The last few years have been difficult. We hope the worst of the pandemic is behind us, but much of the hard work to rebuild our economy lies ahead. This economic pressure will create uncertainty about revenue sources such as state aid and commercial real estate. Lincoln, historically, has benefited from a healthy ratio of personal and commercial tax revenue. Business culture is changing, working from home reduces the demand for offices, and some companies seek more business-friendly climates in other states. Residential property values have increased by 29 percent, outpacing the growth of commercial properties, which saw a 7 percent increase. As more of Lincoln’s footprint becomes developed, it will stress the infrastructure and plateau, leading to difficult decisions about our town’s services and landscape. These changes will see residents fund a more significant portion of the burden if we as a community cannot find innovative ways to attract new revenue.

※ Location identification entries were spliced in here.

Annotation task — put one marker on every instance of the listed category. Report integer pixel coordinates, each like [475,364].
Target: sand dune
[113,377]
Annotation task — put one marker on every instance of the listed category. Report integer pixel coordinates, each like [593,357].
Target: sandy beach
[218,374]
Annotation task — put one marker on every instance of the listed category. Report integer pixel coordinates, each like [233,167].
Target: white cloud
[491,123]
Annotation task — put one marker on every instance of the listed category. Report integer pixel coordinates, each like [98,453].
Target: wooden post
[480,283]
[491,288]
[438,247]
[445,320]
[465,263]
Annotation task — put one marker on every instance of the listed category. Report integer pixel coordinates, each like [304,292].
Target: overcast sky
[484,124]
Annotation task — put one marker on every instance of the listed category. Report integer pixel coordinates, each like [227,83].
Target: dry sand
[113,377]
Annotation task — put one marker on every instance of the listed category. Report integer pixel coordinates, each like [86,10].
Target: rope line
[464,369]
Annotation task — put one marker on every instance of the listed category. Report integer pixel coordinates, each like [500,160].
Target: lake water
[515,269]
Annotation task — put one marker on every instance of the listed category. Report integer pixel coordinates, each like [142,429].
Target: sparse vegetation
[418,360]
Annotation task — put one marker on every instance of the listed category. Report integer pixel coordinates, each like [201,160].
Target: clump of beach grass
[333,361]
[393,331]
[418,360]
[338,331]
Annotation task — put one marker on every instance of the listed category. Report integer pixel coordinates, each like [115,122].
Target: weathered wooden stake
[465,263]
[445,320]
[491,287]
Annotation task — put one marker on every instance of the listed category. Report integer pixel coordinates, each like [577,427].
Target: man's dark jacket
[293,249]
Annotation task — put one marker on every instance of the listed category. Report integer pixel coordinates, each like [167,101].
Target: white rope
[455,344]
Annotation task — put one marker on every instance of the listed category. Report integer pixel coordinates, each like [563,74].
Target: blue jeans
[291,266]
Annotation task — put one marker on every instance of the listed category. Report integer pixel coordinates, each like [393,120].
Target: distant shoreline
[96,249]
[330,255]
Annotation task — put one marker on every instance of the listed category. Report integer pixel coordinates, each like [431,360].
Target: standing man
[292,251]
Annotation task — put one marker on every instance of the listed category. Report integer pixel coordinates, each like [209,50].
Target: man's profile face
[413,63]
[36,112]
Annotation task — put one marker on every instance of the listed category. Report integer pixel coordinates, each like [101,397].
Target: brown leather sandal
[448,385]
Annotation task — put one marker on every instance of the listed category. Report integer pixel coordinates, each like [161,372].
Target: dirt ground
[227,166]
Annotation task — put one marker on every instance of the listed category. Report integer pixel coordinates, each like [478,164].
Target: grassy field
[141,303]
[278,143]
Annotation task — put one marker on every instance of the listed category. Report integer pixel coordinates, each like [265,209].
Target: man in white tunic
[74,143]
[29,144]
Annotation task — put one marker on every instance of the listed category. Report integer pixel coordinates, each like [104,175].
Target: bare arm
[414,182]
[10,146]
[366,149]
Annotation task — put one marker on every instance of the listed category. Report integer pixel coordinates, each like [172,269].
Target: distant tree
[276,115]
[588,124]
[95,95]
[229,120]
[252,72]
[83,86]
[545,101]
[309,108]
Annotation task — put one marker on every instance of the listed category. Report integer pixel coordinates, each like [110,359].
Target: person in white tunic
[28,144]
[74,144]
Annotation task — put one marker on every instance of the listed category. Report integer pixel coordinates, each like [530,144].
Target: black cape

These concerns guide the Budget Board in evaluating each line. Looking to highlight areas to investigate, we remind ourselves that pennies lead to dollars. We consider historical data to forecast expenses, revenue, and obligations. We look at the overall story to identify areas where preventative spending is the best use of funds. In some cases, we increased lines with an awareness of the holistic impact on the budget.
We feel the impact of increases to the tax levy as residents ourselves. We also participate in the great services provided to our community, such as concerts, fields, and even overlooked items, like trash collection. We, as a board, evaluate the long-term impact of the budget. It is our small contribution to the collaborative government our charter has established, where all aspects of our community need to work together. On May 9, we would appreciate your contribution by attending the Financial Town Meeting and engaging, not just as someone who lives here but as a citizen.